According to the manifest made available to the Daily Graphic, there were 13 passengers of Liberian origin, five Togolese, five Ivorians, six Nigerians, seven Nigeriens, three Malians, three Guineans, one Burkinabe, one Ghanaian, one Senegalese and one Beninois.

The manifest also indicated that the bus was under the control of two drivers; J. Kouadio and Z. Traore.

At the scene of the fatality, however, 41 of them were killed, 35 of them on the spot and six of them later when an articulated truck with cocoa beans travelling from Accra to Takoradi scraped the left side of the STIF Mercedes Benz bus.

As people from nearby communities and other road users volunteered to remove the injured and the dead, another articulated truck with cocoa beans, also from Accra to Takoradi, ran into five other vehicles whose passengers had gone on the rescue mission, killing four of the good Samaritans.

At yesterday's emotional search, only seven out of about 31 bodies deposited at the Korle-Bu mortuary were identified by their relatives.

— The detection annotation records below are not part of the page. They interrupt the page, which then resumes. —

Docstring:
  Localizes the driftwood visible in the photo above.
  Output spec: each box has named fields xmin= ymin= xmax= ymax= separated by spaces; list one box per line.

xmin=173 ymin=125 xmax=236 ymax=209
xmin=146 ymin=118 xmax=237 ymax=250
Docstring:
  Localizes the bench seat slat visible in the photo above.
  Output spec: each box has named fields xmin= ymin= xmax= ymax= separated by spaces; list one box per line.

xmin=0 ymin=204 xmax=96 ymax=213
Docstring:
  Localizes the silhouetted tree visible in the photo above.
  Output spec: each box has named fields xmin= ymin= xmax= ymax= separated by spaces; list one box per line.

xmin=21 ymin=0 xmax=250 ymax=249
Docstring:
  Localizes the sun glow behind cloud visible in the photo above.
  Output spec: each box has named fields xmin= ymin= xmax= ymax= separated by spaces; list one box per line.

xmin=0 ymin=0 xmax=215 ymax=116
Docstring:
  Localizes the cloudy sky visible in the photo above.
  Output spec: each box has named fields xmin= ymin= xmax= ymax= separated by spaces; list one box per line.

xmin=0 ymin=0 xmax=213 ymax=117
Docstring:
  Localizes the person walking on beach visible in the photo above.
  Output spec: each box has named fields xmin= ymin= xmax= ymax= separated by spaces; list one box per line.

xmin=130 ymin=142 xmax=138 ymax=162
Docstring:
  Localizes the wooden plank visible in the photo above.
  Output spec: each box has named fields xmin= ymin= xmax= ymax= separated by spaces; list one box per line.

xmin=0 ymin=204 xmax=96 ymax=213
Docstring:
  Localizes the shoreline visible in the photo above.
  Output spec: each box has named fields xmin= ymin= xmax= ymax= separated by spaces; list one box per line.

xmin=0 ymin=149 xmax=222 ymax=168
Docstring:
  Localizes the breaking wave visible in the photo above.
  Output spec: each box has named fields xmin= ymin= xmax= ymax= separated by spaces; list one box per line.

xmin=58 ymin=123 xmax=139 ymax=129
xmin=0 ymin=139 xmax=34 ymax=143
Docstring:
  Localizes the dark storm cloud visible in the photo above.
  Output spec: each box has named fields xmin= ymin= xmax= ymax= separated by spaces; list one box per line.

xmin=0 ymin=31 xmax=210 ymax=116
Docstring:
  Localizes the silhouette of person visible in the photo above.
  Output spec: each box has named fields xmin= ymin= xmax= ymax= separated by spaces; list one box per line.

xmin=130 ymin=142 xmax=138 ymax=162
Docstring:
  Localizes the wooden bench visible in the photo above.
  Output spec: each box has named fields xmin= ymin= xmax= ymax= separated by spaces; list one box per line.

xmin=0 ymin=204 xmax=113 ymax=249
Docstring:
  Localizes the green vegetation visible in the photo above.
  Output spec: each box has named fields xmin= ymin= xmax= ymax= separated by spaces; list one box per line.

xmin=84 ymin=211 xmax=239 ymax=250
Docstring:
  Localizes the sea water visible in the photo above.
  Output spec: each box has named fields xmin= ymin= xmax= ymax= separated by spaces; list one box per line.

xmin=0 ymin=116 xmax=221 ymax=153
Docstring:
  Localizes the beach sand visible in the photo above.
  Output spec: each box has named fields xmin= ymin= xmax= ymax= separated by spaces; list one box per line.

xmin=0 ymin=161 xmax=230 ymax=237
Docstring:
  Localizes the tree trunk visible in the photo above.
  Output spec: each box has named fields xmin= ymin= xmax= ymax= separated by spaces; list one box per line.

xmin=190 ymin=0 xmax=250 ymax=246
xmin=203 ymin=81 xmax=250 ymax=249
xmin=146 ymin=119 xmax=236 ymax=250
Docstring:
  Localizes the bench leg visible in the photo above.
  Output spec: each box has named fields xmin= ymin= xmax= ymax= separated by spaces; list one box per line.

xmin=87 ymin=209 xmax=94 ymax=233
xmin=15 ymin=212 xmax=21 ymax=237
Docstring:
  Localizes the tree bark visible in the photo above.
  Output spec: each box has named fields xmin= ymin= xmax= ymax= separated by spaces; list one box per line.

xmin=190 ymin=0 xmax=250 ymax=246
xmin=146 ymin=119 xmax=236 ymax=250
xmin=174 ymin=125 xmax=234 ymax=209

A Nigerian, Mr Daniel Okebaran, who could not locate his brother, Bennet Okebaran, said “the way the bodies are it is difficult to make any identification, adding that his earlier attempt at the Winneba Hospital mortuary was also without success.

According to the investigator, Lance Corporal Francis Semana of the Winneba police, who assisted the relatives and embassy staff to identify the dead, the identification exercise was expected to continue today, since most of the embassy representatives and relatives did not show up.

Hours before that mass expression of grief yesterday, barely five days after the disaster, three more people were killed on the same Accra-Cape Coast highway, this time at Ankamu near the Apam Junction, about 22 kilometres from the scene of last Thursday's brutal accident.

Three persons were killed in that accident.

Two of the three (a male and a female) were on board an Intercity STC Coaches Limited bus, with registration number GT 4304 W, which collided with an articulated truck with registration number AS 155 X.

The third deceased was the driver of the articulated truck.

The Apam District Police Commander, Deputy Superintendent of Police (DSP) Kwasi Asare-Baffour, who confirmed the dead, told the Daily Graphic that the articulated truck was travelling from Takoradi to Accra when it was involved in a head-on collision with the STC bus, which was travelling from Accra to Takoradi at about 5.30 a.m.

According to him, the articulated truck veered off its lane into the lane of the bus resulting in the collision.

He said another vehicle which was travelling behind the STC bus ran into the bus from behind as a result of the impact of the collision, adding that as a result the roof of the bus was caved in thereby trapping the passengers on board.

DSP Asare-Baffour said the police and the Fire Service at Ankamu and Winneba were called in to help remove the injured and the dead.

He said while the injured were rushed to the Apam Catholic Hospital and the Winneba Government Hospital, the dead were deposited at the Winneba Hospital mortuary for post mortem and identification.